By this stage, AD damage has spread to the areas of the cerebral cortex that control language, reasoning, sensory processing, and conscious thought. Affected regions continue to shrink, ventricles enlarge, and signs and symptoms of the disease become more pronounced and widespread. Behavioral problems, such as wandering and agitation, can occur. More intensive supervision and care become necessary, which can be difficult for many spouses and families. The symptoms of this stage can include:
- Increasing memory loss and confusion
- Shortened attention span
- Inappropriate outbursts of anger
- Problems recognizing friends and family members
- Difficulty with language and problems with reading, writing, and working with numbers
- Difficulty organizing thoughts and thinking logically
- Inability to learn new things or to cope with new or unexpected situations
- Restlessness, agitation, anxiety, tearfulness, wandering—especially in the late afternoon or at night
- Repetitive statements or movement, occasional muscle twitches
- Hallucinations, delusions, suspiciousness or paranoia, irritability
- Loss of impulse control (shown through undressing at inappropriate times or places or vulgar language)
- An inability to carry out activities that involve multiple steps in sequence, such as dressing, making a pot of coffee, or setting the table
Behavior is the result of complex brain processes, all of which take place in a fraction of a second in the healthy brain. In AD, many of those processes are disturbed, and these disrupted communications between neurons are the basis for many distressing or inappropriate behaviors. For example, a person may angrily refuse to take a bath or get dressed because he does not understand what his caregiver has asked him to do. If he does understand, he may not remember how to do it. The anger can be a mask for his confusion and anxiety. Or, a person with AD may constantly follow her husband or caregiver and fret when the person is out of sight. To a person who cannot remember the past or anticipate the future, the world can be strange and frightening. Sticking close to a trusted and familiar caregiver may be the only thing that makes sense and provides security.

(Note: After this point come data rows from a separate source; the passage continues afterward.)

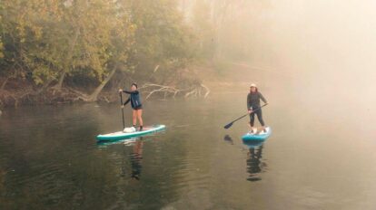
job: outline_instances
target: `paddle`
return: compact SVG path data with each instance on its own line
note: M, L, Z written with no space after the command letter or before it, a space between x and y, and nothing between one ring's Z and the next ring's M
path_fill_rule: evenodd
M264 107L264 106L266 106L266 105L268 105L268 104L267 104L267 103L265 103L265 104L263 104L262 106L261 106L260 108L257 108L256 110L252 110L252 111L254 112L255 110L258 110L262 109L262 107ZM230 129L230 127L232 127L232 126L233 126L233 124L234 122L236 122L237 120L239 120L239 119L241 119L244 118L244 117L245 117L245 116L247 116L247 115L249 115L249 114L248 114L248 113L244 114L243 116L242 116L242 117L240 117L240 118L236 119L235 120L233 120L233 121L232 121L232 122L230 122L229 124L225 125L223 128L224 128L225 129Z
M123 106L123 94L122 94L122 92L120 92L119 95L120 95L120 103L121 103L121 106ZM122 108L122 115L123 115L123 129L125 129L124 110L123 108Z

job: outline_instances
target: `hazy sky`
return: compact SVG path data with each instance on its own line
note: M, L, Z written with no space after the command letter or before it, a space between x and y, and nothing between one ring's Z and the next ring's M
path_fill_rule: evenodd
M263 64L333 98L376 102L375 9L371 0L273 0L258 40Z

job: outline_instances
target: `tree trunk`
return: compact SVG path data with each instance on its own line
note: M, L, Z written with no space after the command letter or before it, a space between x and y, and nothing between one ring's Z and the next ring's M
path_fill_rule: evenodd
M113 71L108 74L104 81L93 91L93 93L89 96L88 101L96 101L98 100L98 95L101 93L102 90L104 86L110 81L111 78L113 78L114 74L116 72L117 65L115 65Z
M66 54L66 59L64 62L63 73L60 75L59 82L57 82L57 84L54 86L54 88L57 89L57 90L60 90L63 86L64 79L65 78L66 72L68 71L67 69L69 68L69 64L72 62L73 52L74 52L74 50L75 43L77 43L77 39L78 39L79 34L80 34L80 28L77 27L75 29L74 37L72 40L72 43L69 46L68 53Z
M5 79L5 81L3 82L3 84L0 87L0 90L4 90L5 88L6 83L8 82L9 77Z

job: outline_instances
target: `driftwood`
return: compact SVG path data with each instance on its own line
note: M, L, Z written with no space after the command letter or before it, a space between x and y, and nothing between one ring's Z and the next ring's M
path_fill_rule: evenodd
M178 89L173 86L161 85L161 84L153 84L146 83L143 86L140 87L139 90L143 91L147 93L145 100L148 100L152 95L156 93L163 94L163 99L166 99L168 96L172 96L175 99L176 95L183 94L184 98L188 97L206 97L210 94L210 90L203 84L200 86L194 86L187 89ZM204 95L203 96L202 91L204 91Z

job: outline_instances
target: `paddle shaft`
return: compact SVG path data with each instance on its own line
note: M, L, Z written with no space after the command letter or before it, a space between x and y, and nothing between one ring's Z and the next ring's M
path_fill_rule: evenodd
M123 106L123 94L120 92L120 103L121 106ZM125 129L125 123L124 123L124 110L122 107L122 116L123 116L123 129Z
M267 103L266 103L266 104L263 104L262 106L261 106L261 107L259 107L259 108L255 109L254 110L252 110L252 112L254 112L255 110L261 110L262 107L264 107L264 106L266 106L266 105L268 105L268 104L267 104ZM242 117L240 117L240 118L236 119L235 120L233 120L233 121L232 121L232 122L230 122L228 125L230 125L230 124L233 124L233 123L236 122L237 120L239 120L239 119L241 119L244 118L244 117L245 117L245 116L247 116L247 115L250 115L250 114L249 114L249 113L244 114L243 116L242 116Z

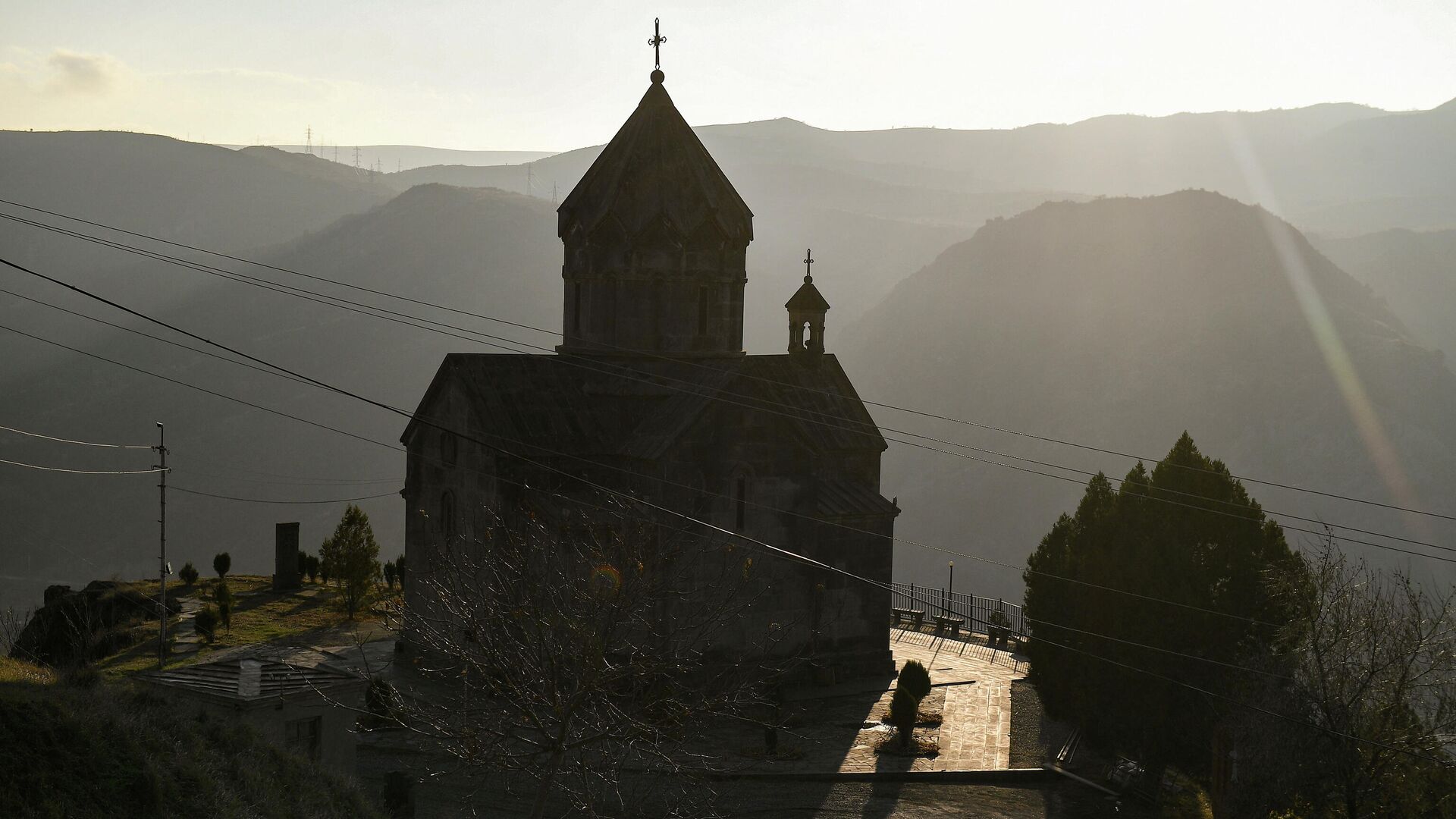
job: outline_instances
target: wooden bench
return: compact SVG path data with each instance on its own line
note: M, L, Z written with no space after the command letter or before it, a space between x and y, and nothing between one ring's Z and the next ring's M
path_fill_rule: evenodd
M904 621L910 621L917 630L920 624L925 622L925 612L920 609L890 609L895 615L894 625L900 625Z
M952 640L960 640L961 638L961 627L962 625L965 625L965 621L961 619L961 618L958 618L958 616L941 616L941 615L935 615L935 634L936 634L936 637L943 637L945 635L945 630L949 628L951 630L951 638Z

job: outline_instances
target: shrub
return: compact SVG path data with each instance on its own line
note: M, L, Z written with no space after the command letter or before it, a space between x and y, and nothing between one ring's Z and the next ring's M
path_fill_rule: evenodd
M900 682L895 686L909 691L917 701L930 694L930 672L919 660L910 660L900 669Z
M906 688L895 688L895 695L890 700L890 724L900 732L900 745L910 748L910 737L914 734L914 721L920 711L920 698Z
M232 631L233 605L237 602L237 597L233 596L233 590L227 586L226 580L217 584L214 595L217 597L217 619L223 624L223 628Z
M218 580L227 580L227 571L233 568L233 555L227 552L217 552L213 555L213 571L217 573Z
M364 707L368 708L370 714L379 721L392 721L397 701L399 694L395 692L395 686L389 681L380 676L370 678L368 689L364 691Z
M202 635L202 640L211 643L217 637L217 609L207 605L192 615L192 627Z

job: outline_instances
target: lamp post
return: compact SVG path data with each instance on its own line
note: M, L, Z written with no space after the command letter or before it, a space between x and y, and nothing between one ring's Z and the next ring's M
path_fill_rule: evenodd
M951 561L951 581L946 583L946 597L951 606L955 605L955 561ZM951 614L946 611L945 614Z

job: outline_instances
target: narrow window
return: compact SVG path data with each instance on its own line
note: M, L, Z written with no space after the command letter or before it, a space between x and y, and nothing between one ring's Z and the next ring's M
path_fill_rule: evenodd
M309 759L319 758L319 730L322 717L307 717L284 723L284 743L288 751Z
M743 532L743 520L748 513L748 478L738 477L738 482L734 485L734 528Z
M454 535L454 493L446 490L440 495L440 530Z
M581 283L571 284L571 331L581 334Z

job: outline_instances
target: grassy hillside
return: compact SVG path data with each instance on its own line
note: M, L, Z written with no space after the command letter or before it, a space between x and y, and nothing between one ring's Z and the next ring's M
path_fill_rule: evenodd
M1315 246L1389 302L1421 341L1456 360L1456 230L1382 230Z
M141 689L45 679L0 663L0 815L381 816L354 785L246 726L182 714Z
M518 194L425 185L265 258L314 275L558 326L561 245L553 216L547 203ZM556 342L542 334L389 303L285 274L253 273L457 326L515 335L547 348ZM418 402L446 353L492 350L467 338L425 332L213 278L163 316L406 410ZM52 319L48 335L64 338L74 326L79 326L76 319L67 324ZM7 344L25 356L44 350L26 340ZM368 440L74 354L51 370L6 382L0 405L6 410L7 426L41 431L87 430L102 439L131 443L138 436L151 439L153 423L162 420L167 423L173 487L291 501L384 495L358 503L373 517L383 554L403 551L403 501L393 493L403 485L405 459L403 453L390 449L397 446L405 427L397 415L119 332L108 331L82 347ZM125 469L135 468L134 463L146 468L153 458L147 452L58 450L15 436L0 442L0 452L12 461L76 468ZM154 479L150 475L74 478L19 469L0 472L0 487L16 509L50 510L17 520L7 532L17 544L13 554L19 564L29 561L26 574L144 577L154 571L150 558L156 554L157 536ZM167 503L167 555L173 565L191 560L205 568L215 552L230 551L234 570L265 573L271 570L275 522L298 520L301 545L313 551L333 530L344 507L344 503L269 506L176 491ZM36 599L44 583L36 583L28 596Z

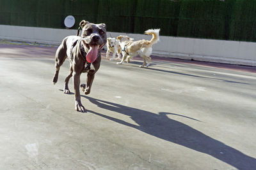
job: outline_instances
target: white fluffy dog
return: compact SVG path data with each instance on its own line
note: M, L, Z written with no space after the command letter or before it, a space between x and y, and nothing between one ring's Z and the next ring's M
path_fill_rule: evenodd
M116 64L120 64L127 59L129 60L130 57L132 57L139 55L143 59L143 64L140 67L144 67L148 63L146 67L148 67L151 57L150 57L152 52L152 45L159 41L159 31L160 29L148 29L145 32L145 34L148 35L152 35L150 40L141 39L136 41L133 41L133 39L127 36L119 36L117 39L120 41L120 45L122 48L123 58L122 60Z
M110 52L112 52L113 55L109 60L113 60L114 58L116 57L116 53L117 52L117 55L118 57L116 59L119 59L121 57L122 52L121 46L120 45L120 41L116 39L115 38L108 38L107 40L108 51L106 55L106 58L108 59Z

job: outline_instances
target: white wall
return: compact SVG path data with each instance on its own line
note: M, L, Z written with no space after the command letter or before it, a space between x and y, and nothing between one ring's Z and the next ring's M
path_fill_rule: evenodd
M0 25L0 39L58 45L77 30ZM138 40L148 35L108 32L116 37L127 35ZM161 31L160 31L161 34ZM256 43L160 36L153 46L153 54L167 57L256 66Z

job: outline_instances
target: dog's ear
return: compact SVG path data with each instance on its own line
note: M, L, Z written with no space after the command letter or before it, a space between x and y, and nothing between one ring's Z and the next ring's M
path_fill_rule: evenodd
M122 38L121 36L116 37L116 39L118 39L118 40L121 40L121 38Z
M88 21L82 20L81 22L80 22L79 26L83 29L85 25L86 25L87 24L89 24L89 23L90 22Z
M100 24L100 25L101 25L102 27L104 27L105 29L107 28L105 24Z

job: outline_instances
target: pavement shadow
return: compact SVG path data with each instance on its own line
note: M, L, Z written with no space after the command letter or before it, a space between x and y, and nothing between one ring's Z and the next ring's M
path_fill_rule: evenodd
M151 67L148 67L147 69L154 70L154 71L161 71L161 72L165 72L165 73L168 73L180 74L180 75L182 75L182 76L192 76L192 77L196 77L196 78L207 78L207 79L211 79L211 80L220 80L220 81L223 81L225 82L232 83L248 85L248 83L247 83L239 82L239 81L230 81L230 80L227 80L221 79L221 78L207 77L207 76L196 76L196 75L193 75L193 74L186 74L186 73L179 73L179 72L175 72L175 71L167 71L167 70L151 68Z
M238 169L255 169L256 167L256 159L255 158L249 157L183 123L171 119L167 115L173 115L183 117L200 123L200 121L198 120L172 113L159 112L158 114L155 114L88 96L82 96L82 97L88 99L91 103L99 108L131 117L131 118L139 125L109 117L103 113L87 110L88 113L135 128L150 135L195 151L208 154Z

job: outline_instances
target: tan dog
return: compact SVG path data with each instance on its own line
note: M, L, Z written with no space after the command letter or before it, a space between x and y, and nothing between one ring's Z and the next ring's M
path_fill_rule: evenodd
M118 56L116 59L119 59L121 57L122 49L120 45L120 41L116 39L115 38L108 38L107 39L107 46L108 51L106 55L107 59L109 57L110 52L113 53L112 57L109 59L112 60L116 57L116 53Z
M145 34L152 35L150 40L141 39L136 41L131 40L127 36L119 36L117 39L120 41L120 45L122 50L123 58L122 60L116 64L120 64L130 57L139 55L143 59L143 64L140 67L148 67L151 57L150 57L152 52L152 45L159 41L160 29L148 29L145 32Z

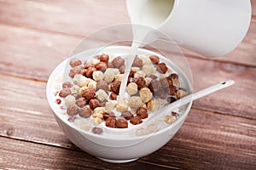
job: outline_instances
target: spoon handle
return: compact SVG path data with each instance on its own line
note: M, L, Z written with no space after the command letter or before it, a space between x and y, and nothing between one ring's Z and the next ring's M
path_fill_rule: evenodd
M233 85L235 82L233 80L227 80L225 82L221 82L217 84L212 85L208 88L206 88L198 92L190 94L187 96L183 97L182 99L165 106L163 109L173 110L175 108L180 107L183 105L186 105L193 100L198 99L201 97L212 94L216 91L221 90L223 88L228 88Z

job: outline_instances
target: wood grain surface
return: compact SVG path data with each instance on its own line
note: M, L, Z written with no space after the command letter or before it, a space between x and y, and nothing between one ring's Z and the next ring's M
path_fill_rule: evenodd
M83 37L130 22L125 1L0 0L0 169L255 169L256 3L251 2L248 32L231 53L209 59L181 48L195 91L228 79L235 85L195 101L181 129L159 150L113 164L67 139L45 88L53 69ZM121 35L117 29L109 36Z

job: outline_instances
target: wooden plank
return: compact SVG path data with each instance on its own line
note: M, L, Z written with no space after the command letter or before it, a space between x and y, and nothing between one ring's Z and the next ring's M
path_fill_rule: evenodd
M255 135L255 120L192 110L176 136L142 160L186 169L253 169Z
M4 31L3 32L13 31L12 34L0 35L0 39L4 40L0 42L0 51L3 52L0 54L0 72L44 82L79 42L78 38L66 41L65 36L39 33L3 25L0 25L0 30ZM24 39L26 41L24 42ZM35 39L40 43L34 43ZM31 48L28 50L27 47ZM195 90L227 79L236 82L234 87L224 90L224 94L219 92L201 99L199 103L195 102L195 107L211 110L216 109L216 111L242 116L256 116L256 92L253 90L255 68L194 58L188 58L188 60ZM212 105L212 102L215 105Z
M108 8L106 8L107 3ZM256 3L252 1L252 4L253 8L255 8ZM0 1L0 6L2 7L0 8L0 23L2 24L35 29L37 31L75 36L75 37L80 39L106 26L130 23L125 1L76 0L70 3L68 1L45 3L40 1L22 0L15 2L2 0ZM254 11L253 10L253 12ZM242 42L231 53L214 60L256 66L256 57L253 52L256 48L254 13L249 31ZM111 37L115 37L122 33L122 30L115 30ZM12 36L12 34L9 35ZM68 42L68 40L63 42L67 41ZM56 42L52 44L55 45ZM74 45L73 45L73 47ZM31 47L26 48L32 48ZM70 48L70 51L73 48ZM185 48L182 48L182 50L186 56L205 58Z
M195 91L207 86L234 80L235 85L194 102L194 107L256 118L254 82L256 69L234 64L189 59Z
M45 99L44 83L2 76L0 87L0 120L3 122L0 125L1 141L6 137L78 150L57 127ZM138 162L180 168L255 167L255 118L242 116L192 109L182 128L166 145ZM75 154L74 157L80 156Z
M80 150L67 150L32 142L0 138L1 169L139 169L163 168L156 165L133 162L113 164Z
M0 6L0 23L82 37L130 21L125 1L1 0Z

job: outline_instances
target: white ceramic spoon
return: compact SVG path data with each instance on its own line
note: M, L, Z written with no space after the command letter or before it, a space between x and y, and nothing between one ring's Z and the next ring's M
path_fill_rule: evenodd
M171 113L172 110L173 110L176 108L178 108L180 106L183 106L193 100L198 99L200 98L202 98L206 95L208 95L210 94L212 94L216 91L221 90L223 88L228 88L231 85L234 84L233 80L228 80L225 82L221 82L217 84L212 85L208 88L206 88L204 89L201 89L198 92L190 94L189 95L186 95L180 99L176 100L175 102L167 105L154 112L150 114L150 116L148 116L147 119L143 119L143 122L141 124L138 125L132 125L129 123L129 128L111 128L108 127L106 127L104 124L104 128L110 133L129 133L134 129L137 129L141 128L142 126L147 126L149 125L150 123L155 122L156 120L160 119L160 117L163 117L165 115L167 115L168 113Z

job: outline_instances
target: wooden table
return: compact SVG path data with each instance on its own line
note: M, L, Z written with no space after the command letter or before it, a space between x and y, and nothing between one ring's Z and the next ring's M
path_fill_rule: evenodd
M195 101L182 128L159 150L112 164L66 138L45 86L84 36L130 22L125 2L0 0L0 169L255 169L255 1L253 8L249 31L230 54L207 59L183 48L195 90L227 79L236 84Z

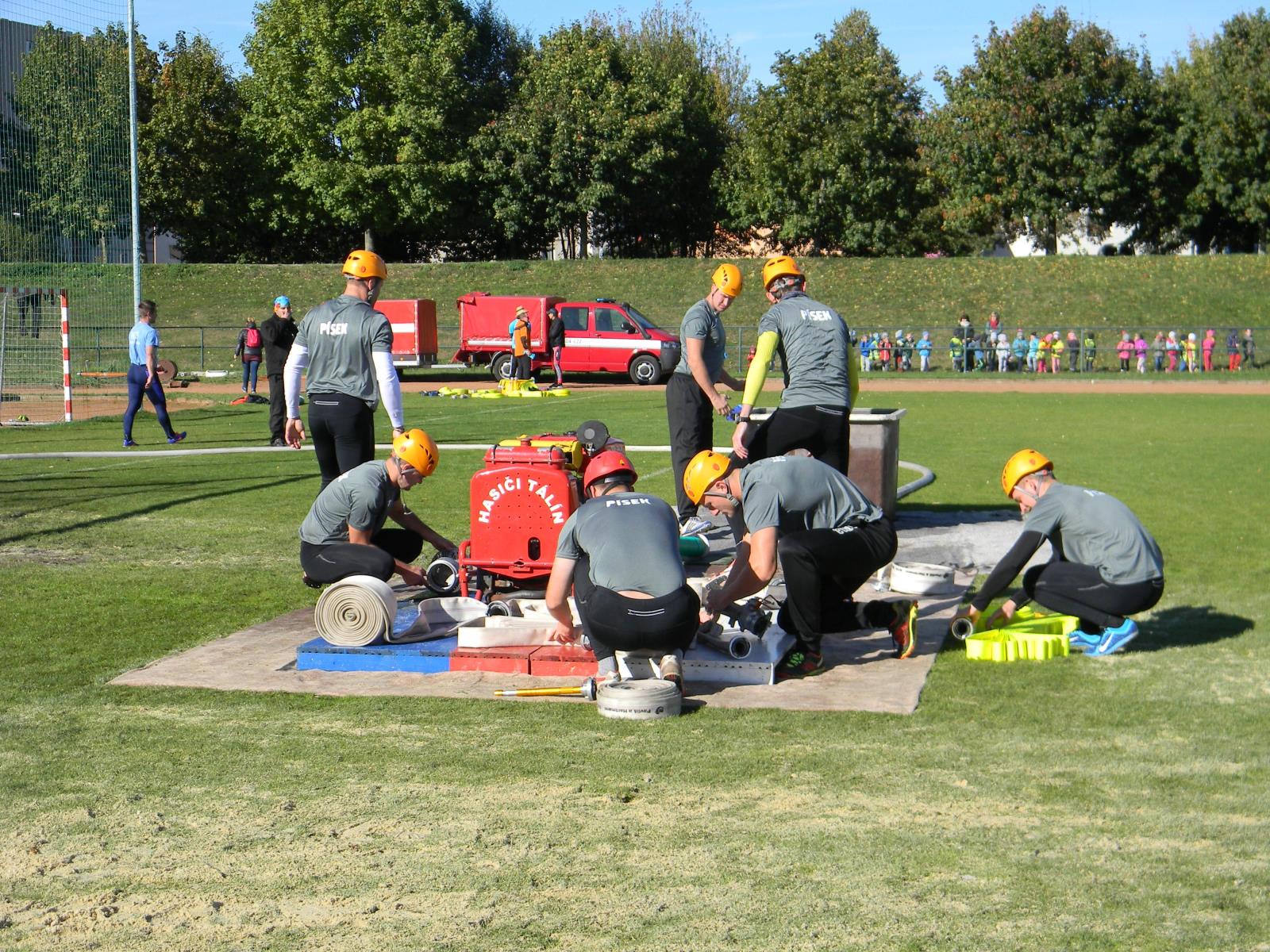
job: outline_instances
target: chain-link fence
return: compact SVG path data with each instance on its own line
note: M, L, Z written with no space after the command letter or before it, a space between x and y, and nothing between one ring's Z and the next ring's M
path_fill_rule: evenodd
M62 419L61 315L48 289L67 292L72 364L88 363L80 331L122 339L133 322L126 18L123 0L0 0L8 420Z

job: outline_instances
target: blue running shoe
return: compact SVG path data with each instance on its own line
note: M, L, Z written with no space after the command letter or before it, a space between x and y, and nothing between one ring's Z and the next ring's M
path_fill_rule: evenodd
M1090 635L1087 631L1077 628L1067 636L1068 647L1072 651L1092 651L1102 641L1102 632Z
M1085 654L1090 658L1106 658L1107 655L1114 655L1116 651L1121 651L1135 637L1138 637L1137 622L1133 618L1125 618L1121 625L1104 631L1102 641L1099 642L1099 646Z

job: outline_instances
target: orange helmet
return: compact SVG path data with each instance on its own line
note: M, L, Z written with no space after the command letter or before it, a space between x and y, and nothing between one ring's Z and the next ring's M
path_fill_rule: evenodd
M1053 468L1054 463L1046 459L1044 454L1038 453L1035 449L1020 449L1006 459L1006 466L1001 471L1001 489L1008 496L1015 491L1015 486L1019 485L1019 480L1024 476L1031 476L1034 472Z
M392 454L404 459L424 476L437 468L437 444L423 430L406 430L392 440Z
M345 278L386 278L389 268L373 251L351 251L344 259Z
M737 297L740 293L740 268L735 264L720 264L715 268L715 273L710 275L710 281L728 297Z
M695 505L701 504L707 489L728 475L730 462L712 449L702 449L688 461L688 468L683 471L683 491Z
M789 255L776 255L775 258L768 258L763 265L763 289L770 288L777 278L801 277L804 275L803 270L798 267L798 261Z

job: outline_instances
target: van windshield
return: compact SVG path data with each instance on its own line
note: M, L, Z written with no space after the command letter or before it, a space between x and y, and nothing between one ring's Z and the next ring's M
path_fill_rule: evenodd
M660 330L660 327L653 324L653 321L650 321L648 317L636 311L635 305L624 302L622 307L626 308L626 314L631 316L631 320L635 321L639 326L641 326L644 330Z

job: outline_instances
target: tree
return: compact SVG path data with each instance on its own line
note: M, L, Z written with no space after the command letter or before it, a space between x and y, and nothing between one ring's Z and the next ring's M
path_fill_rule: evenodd
M1149 61L1106 30L1036 8L993 25L974 62L937 74L946 102L923 127L951 232L1058 237L1134 215L1132 156L1151 108Z
M861 10L799 55L742 113L728 185L737 227L766 226L782 249L913 250L921 93Z
M1264 8L1191 43L1165 71L1182 149L1195 175L1182 227L1203 248L1265 248L1270 240L1270 18Z
M149 116L154 53L137 41L138 122ZM25 170L19 201L30 230L107 259L110 235L131 215L128 38L112 25L88 36L52 24L36 33L13 96L15 161Z
M467 141L523 46L461 0L265 0L245 47L248 126L337 227L442 242L483 204Z

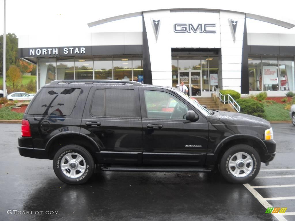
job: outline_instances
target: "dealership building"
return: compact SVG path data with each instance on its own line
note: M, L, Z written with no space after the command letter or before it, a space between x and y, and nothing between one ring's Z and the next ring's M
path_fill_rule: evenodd
M55 80L133 80L209 97L214 87L242 94L295 91L295 34L247 33L246 18L290 28L290 23L221 10L140 12L89 27L141 16L141 32L23 36L19 55L37 65L39 89Z

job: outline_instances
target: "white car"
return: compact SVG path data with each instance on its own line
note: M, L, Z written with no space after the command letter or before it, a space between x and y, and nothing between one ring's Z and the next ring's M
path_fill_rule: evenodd
M25 92L14 92L8 95L7 96L7 99L13 100L30 100L33 97L33 96L31 96Z
M292 119L292 123L295 126L295 104L293 104L291 106L289 113L291 118Z

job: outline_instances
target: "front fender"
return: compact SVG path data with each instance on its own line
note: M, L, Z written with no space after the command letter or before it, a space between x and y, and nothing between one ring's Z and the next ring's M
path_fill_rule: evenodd
M251 135L246 135L245 134L234 134L226 138L219 143L214 151L214 154L218 155L222 149L222 147L226 144L235 140L238 140L241 139L247 139L254 141L260 144L260 146L262 147L263 150L265 154L268 154L268 152L265 144L262 140L257 137Z

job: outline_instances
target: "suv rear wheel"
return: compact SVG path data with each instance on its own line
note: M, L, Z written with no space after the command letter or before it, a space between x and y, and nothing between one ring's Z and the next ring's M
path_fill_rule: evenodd
M257 176L260 163L260 157L254 148L245 144L238 144L230 148L223 154L220 170L229 182L245 183Z
M68 184L82 184L93 173L94 164L91 155L85 148L76 144L62 147L53 158L53 170L61 181Z

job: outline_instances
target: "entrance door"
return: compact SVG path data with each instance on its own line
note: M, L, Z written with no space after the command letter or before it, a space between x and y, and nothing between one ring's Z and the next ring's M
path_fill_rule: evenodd
M202 90L201 70L179 71L178 84L181 82L189 88L188 95L195 97L202 95Z

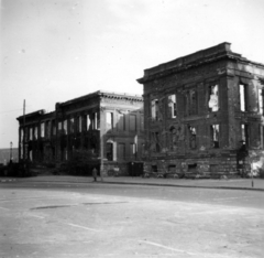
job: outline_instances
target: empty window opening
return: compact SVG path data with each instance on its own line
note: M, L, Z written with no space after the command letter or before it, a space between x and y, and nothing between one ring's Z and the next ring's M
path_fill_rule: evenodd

In the last stage of AD, plaques and tangles are widespread throughout the brain, most areas of the brain have shrunk further, and ventricles have enlarged even more. People with AD cannot recognize family and loved ones or communicate in any way. They are completely dependent on others for care. Other symptoms can include:
- Weight loss
- Skin infections
- Difficulty swallowing
- Groaning, moaning, or grunting
- Increased sleeping
- Lack of bladder and bowel control
Near the end, the person may be in bed much or all of the time. The most frequent cause of death for people with AD is aspiration pneumonia. This type of pneumonia develops when a person is not able to swallow properly and takes food or liquids into the lungs instead of air.